In [1]:
import nltk
from nltk.tokenize import word_tokenize
from nltk.corpus import stopwords
from nltk.stem import PorterStemmer, WordNetLemmatizer

In [None]:
# Download NLTK resources (if needed)
nltk.download('punkt')
nltk.download('stopwords')
nltk.download('wordnet')

In [3]:
# Tokenization
text = "Python is a general-purpose language, used to create a range of applications, including data science, software and web development, automation, and improving the ease of everyday tasks."
tokens = word_tokenize(text)
print("Tokenization:", tokens)

Tokenization: ['Python', 'is', 'a', 'general-purpose', 'language', ',', 'used', 'to', 'create', 'a', 'range', 'of', 'applications', ',', 'including', 'data', 'science', ',', 'software', 'and', 'web', 'development', ',', 'automation', ',', 'and', 'improving', 'the', 'ease', 'of', 'everyday', 'tasks', '.']


In [4]:
# Stopword removal
stop_words = set(stopwords.words('english'))
filtered_tokens = [word for word in tokens if word.lower() not in stop_words]
print("Stopword removal:", filtered_tokens)

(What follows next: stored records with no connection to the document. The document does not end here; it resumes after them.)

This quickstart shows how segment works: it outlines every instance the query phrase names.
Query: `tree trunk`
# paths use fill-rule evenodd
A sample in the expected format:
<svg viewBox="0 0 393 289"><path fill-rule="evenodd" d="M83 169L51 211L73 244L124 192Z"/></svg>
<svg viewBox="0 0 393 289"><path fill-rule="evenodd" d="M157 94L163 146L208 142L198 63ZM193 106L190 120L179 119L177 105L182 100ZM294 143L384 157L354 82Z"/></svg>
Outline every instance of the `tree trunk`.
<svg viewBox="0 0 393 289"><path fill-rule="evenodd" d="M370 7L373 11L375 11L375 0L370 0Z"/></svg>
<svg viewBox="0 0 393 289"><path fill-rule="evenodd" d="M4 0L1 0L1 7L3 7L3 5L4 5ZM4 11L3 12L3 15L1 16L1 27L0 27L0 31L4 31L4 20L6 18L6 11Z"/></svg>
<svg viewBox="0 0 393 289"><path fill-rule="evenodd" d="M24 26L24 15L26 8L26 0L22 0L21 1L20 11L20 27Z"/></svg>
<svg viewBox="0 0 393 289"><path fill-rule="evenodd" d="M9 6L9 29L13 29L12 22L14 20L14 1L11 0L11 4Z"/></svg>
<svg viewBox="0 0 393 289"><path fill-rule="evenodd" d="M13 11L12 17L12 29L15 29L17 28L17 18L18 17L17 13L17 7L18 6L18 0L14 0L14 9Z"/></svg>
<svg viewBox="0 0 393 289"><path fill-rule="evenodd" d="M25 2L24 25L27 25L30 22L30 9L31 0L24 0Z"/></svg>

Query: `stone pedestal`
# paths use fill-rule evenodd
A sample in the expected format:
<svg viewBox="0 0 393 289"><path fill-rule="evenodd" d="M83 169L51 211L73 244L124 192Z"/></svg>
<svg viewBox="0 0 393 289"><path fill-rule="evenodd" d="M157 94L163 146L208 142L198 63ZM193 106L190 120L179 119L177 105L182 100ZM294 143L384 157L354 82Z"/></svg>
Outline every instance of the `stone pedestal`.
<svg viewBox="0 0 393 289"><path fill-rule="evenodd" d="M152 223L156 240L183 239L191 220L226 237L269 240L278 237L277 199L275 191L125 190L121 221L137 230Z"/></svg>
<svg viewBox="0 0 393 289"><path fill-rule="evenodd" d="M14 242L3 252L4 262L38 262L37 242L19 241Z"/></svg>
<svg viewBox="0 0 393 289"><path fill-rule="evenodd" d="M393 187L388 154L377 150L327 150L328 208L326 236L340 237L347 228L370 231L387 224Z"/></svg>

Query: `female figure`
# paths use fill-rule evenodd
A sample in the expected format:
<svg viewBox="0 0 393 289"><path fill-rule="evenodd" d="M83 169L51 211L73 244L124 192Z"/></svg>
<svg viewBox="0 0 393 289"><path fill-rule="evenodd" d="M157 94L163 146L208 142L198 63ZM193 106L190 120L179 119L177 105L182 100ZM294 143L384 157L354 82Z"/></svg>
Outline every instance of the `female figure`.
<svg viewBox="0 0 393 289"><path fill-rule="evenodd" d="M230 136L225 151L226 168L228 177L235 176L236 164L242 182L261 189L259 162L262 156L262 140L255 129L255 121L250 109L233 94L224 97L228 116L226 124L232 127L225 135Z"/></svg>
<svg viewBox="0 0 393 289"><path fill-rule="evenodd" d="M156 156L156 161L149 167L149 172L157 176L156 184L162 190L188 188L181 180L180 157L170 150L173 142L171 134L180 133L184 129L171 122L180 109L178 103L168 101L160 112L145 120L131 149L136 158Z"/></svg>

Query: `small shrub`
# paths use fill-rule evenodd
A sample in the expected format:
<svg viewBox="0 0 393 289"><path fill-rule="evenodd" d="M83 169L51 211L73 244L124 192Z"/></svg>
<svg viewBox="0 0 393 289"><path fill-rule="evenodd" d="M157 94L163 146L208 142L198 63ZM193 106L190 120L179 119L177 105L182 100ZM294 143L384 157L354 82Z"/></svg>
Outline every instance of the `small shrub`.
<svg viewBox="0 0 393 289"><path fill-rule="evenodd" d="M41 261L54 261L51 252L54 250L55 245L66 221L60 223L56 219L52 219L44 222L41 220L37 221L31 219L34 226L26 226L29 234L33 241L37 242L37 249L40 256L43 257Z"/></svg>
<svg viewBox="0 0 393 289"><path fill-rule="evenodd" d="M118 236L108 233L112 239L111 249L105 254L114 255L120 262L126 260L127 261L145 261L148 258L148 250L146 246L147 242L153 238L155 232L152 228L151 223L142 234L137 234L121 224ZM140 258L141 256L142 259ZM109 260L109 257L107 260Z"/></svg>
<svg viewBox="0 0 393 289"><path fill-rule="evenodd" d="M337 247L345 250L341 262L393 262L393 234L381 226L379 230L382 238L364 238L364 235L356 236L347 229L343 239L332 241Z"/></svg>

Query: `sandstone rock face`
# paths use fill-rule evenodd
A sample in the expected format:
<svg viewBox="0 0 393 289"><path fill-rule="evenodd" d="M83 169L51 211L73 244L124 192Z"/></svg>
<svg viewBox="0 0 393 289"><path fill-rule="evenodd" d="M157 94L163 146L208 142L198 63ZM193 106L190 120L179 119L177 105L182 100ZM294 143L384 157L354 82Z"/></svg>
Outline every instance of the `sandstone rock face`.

Stopword removal: ['Python', 'general-purpose', 'language', ',', 'used', 'create', 'range', 'applications', ',', 'including', 'data', 'science', ',', 'software', 'web', 'development', ',', 'automation', ',', 'improving', 'ease', 'everyday', 'tasks', '.']


In [5]:
# Stemming
ps = PorterStemmer()
stemmed_tokens = [ps.stem(word) for word in filtered_tokens]
print("Stemming:", stemmed_tokens)

Stemming: ['python', 'general-purpos', 'languag', ',', 'use', 'creat', 'rang', 'applic', ',', 'includ', 'data', 'scienc', ',', 'softwar', 'web', 'develop', ',', 'autom', ',', 'improv', 'eas', 'everyday', 'task', '.']


In [6]:
# Lemmatization
lemmatizer = WordNetLemmatizer()
lemmatized_tokens = [lemmatizer.lemmatize(word) for word in filtered_tokens]
print("Lemmatization:", lemmatized_tokens)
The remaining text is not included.